Tin for delivery in three months fell 6.8 percent to $15,100 a ton at 2:19 p.m. Singapore time, the lowest since Sept. 19, 2007. Until the end of last week, tin was up for the year as stockpiles fell and China and Indonesia, the two biggest producers, curbed supplies.

Nickel, the worst exchange's worst performer this year, declined 2.8 percent to $13,801 a ton, the lowest since January 2006. The metal has fallen 47 percent this year as demand from the stainless steel industry, which accounts for two-thirds of total nickel use, weakened.

Copper Declines

Copper on the dropped as much as 4.4 percent to $5,380 a ton, the lowest intra-day level since Feb. 8, 2007. It traded at $5,420 at 2:32 p.m. Singapore time.

Copper for December delivery on the Shanghai Futures Exchange dropped by 2,920 yuan, or 6 percent, from the previous settlement price, to 45,720 yuan ($6,712) a metric ton when the exchange opened for trading at 9 a.m. local time.

``Heightened nervousness in global equity markets will put the base metals on the back foot,'' Mark Pervan, Australia & New Zealand Banking Group Ltd.'s head of commodity research wrote in an e-mail today.

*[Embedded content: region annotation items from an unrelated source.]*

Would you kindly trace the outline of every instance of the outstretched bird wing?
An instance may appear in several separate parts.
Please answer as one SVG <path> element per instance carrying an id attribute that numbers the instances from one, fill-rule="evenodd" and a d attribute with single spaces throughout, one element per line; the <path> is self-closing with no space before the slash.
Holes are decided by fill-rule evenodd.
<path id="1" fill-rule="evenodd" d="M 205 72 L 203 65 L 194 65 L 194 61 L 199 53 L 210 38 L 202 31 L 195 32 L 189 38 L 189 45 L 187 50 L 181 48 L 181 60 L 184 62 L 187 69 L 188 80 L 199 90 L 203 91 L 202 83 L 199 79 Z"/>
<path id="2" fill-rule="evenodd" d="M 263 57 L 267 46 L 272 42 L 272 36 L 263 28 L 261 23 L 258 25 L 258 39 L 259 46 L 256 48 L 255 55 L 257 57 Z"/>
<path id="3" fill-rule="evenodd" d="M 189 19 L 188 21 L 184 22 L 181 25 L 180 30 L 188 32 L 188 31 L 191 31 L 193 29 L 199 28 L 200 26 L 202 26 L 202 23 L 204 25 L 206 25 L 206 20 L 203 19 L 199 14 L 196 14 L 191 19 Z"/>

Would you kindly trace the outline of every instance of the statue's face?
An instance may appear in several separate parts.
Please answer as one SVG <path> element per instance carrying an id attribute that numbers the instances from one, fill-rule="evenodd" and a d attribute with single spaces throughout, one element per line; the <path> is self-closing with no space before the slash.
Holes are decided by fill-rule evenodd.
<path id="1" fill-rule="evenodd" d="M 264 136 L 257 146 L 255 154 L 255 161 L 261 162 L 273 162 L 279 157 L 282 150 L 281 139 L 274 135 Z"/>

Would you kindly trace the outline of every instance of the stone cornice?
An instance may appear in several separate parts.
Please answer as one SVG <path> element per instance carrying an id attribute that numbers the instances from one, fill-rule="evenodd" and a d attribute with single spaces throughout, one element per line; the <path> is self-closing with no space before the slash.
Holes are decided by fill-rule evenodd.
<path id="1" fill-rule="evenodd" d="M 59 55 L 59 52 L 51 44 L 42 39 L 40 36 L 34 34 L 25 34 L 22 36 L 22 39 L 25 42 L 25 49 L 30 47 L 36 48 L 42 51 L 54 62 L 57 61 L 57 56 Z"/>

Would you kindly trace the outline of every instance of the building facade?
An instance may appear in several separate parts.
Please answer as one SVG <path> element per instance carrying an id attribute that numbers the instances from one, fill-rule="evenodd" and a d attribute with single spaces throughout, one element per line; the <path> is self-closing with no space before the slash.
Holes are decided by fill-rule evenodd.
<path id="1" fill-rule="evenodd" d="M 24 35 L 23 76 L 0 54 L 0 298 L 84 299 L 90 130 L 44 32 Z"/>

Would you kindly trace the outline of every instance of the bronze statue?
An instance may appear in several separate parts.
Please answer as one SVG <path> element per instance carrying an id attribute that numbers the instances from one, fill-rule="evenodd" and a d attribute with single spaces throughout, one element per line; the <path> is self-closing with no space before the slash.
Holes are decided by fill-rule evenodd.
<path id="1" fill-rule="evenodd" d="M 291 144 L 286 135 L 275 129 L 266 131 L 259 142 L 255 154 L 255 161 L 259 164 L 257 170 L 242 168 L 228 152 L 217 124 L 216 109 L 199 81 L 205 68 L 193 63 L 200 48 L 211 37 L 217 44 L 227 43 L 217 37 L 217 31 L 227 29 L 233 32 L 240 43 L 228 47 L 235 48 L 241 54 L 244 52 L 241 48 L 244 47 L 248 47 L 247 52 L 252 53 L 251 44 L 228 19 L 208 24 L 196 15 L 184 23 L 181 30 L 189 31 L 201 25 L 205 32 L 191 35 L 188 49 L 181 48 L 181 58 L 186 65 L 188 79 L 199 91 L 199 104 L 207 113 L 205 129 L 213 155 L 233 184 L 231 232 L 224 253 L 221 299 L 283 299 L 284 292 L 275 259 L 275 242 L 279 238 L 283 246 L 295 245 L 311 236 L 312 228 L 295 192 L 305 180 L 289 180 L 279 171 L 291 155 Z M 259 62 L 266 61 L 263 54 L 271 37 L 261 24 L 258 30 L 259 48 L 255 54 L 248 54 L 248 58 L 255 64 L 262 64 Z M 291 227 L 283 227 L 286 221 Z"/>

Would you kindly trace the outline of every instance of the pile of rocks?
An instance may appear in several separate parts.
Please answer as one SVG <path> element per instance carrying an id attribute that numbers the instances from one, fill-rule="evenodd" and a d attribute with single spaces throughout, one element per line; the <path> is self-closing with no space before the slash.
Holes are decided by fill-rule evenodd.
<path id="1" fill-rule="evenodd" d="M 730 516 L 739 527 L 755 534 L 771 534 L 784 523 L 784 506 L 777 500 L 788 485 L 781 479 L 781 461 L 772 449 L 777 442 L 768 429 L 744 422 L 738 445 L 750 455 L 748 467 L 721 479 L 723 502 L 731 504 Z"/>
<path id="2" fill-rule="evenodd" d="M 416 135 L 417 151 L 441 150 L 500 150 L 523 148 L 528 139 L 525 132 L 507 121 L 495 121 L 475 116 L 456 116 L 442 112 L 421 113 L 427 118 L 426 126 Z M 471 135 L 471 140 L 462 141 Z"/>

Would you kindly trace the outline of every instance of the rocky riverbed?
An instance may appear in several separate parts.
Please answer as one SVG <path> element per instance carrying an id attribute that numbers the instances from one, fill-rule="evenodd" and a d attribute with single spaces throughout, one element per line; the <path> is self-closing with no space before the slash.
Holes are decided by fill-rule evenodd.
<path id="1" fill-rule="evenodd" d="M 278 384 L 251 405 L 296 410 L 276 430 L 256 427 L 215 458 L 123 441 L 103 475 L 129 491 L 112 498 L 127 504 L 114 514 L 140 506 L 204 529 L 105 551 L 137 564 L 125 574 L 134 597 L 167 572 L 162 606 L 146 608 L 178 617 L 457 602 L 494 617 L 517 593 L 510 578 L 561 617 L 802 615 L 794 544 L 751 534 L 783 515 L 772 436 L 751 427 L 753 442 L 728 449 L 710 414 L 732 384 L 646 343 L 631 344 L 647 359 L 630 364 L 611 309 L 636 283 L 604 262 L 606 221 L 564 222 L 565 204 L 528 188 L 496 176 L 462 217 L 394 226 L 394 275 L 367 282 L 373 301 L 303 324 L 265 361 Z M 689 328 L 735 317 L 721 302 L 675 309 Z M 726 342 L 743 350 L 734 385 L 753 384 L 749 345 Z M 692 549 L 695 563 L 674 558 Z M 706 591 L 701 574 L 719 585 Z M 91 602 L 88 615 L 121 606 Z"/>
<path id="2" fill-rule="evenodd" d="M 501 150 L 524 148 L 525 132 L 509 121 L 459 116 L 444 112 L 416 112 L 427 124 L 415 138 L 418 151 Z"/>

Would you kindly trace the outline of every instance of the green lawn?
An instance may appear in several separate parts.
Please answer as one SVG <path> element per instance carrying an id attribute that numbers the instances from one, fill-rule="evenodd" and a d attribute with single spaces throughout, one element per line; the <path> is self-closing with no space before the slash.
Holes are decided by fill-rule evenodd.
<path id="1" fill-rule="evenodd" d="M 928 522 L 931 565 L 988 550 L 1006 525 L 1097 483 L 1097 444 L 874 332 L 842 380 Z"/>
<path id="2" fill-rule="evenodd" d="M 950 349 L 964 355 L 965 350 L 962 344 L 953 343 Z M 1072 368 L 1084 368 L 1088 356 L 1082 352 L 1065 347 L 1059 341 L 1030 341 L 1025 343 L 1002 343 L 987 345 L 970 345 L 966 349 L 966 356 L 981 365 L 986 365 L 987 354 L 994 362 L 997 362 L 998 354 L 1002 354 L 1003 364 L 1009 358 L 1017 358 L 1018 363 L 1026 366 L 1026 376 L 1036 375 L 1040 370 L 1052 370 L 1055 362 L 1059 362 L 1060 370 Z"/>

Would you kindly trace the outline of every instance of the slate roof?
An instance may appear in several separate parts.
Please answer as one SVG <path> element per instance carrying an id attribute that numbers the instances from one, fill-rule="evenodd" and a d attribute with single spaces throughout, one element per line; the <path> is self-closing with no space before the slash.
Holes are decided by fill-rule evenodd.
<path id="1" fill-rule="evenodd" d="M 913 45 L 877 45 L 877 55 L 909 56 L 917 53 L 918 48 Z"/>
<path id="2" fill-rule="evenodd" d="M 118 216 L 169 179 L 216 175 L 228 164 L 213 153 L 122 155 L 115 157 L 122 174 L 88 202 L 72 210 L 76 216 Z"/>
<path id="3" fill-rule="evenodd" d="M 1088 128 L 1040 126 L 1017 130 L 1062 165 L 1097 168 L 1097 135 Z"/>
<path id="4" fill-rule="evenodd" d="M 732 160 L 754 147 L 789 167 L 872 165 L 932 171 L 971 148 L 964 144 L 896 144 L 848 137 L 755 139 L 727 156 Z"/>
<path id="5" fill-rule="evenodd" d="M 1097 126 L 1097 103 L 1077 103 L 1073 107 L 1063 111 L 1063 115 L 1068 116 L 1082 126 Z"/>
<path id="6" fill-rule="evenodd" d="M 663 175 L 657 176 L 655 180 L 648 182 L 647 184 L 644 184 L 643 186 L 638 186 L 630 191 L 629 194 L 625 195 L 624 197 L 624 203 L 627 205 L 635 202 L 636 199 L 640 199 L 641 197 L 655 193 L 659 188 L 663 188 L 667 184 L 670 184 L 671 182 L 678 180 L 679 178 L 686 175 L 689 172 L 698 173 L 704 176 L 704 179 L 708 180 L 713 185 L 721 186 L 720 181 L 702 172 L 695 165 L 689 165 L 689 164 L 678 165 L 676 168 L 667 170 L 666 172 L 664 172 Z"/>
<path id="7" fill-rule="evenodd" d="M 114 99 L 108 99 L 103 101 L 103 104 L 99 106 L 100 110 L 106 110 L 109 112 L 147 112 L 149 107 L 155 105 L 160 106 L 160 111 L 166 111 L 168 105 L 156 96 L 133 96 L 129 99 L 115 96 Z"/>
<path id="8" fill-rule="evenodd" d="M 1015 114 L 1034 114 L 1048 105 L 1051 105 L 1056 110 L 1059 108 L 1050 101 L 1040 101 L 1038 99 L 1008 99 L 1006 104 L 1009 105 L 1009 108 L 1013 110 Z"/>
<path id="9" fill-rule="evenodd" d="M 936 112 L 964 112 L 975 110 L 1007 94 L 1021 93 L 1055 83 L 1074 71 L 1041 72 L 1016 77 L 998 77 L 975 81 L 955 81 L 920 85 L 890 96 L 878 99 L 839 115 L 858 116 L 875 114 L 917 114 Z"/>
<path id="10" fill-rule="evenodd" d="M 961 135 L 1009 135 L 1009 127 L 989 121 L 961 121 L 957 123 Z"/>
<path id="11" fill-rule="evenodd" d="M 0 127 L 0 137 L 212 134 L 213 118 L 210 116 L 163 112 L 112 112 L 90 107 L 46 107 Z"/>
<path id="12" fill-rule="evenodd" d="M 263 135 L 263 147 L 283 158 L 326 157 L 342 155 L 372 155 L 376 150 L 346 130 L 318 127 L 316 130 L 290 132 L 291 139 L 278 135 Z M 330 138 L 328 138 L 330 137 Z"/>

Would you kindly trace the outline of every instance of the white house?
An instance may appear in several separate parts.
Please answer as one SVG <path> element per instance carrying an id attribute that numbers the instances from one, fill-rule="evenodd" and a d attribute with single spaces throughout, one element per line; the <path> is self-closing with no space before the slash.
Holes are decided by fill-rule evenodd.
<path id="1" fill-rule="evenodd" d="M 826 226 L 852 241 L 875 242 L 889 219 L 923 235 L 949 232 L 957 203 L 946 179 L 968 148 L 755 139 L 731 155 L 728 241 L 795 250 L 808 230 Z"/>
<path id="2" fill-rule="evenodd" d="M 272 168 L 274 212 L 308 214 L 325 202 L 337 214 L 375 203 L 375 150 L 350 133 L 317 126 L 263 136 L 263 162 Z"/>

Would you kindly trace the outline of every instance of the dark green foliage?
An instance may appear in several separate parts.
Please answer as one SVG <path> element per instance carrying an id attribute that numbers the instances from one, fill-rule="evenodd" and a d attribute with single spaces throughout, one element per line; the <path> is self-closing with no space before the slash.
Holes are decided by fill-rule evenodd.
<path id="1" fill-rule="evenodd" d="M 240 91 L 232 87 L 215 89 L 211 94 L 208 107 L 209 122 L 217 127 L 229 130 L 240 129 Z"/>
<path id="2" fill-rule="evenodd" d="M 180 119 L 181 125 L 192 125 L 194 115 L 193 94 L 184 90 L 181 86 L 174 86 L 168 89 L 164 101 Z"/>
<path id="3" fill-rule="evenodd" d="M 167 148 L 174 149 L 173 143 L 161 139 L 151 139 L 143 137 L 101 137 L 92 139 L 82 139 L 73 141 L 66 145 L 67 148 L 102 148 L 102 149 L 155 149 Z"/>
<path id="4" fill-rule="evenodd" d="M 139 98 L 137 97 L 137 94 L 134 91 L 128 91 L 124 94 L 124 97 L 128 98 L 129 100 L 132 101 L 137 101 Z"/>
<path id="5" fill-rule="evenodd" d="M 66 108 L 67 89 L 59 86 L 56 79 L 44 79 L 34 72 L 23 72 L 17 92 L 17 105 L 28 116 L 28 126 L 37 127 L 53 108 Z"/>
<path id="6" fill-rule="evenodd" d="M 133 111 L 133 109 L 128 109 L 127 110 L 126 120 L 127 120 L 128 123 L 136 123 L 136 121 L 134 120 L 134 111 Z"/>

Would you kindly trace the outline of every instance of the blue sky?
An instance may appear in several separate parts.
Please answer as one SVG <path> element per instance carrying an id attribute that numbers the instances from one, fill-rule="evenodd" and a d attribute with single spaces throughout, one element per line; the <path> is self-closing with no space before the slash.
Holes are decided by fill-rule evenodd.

A rising U.S. dollar will also discourage buying, Pervan said. The dollar index, a weighted measure against six major currencies including the euro, yen and pound, has risen 2.1 percent since the start of the month.

Among other LME-traded metals, aluminum slipped 1.8 percent to $2,251 a ton, zinc was down 0.3 percent at $1,545, and lead lost 2.6 percent to $1,588 as of 2:33 p.m. in Singapore.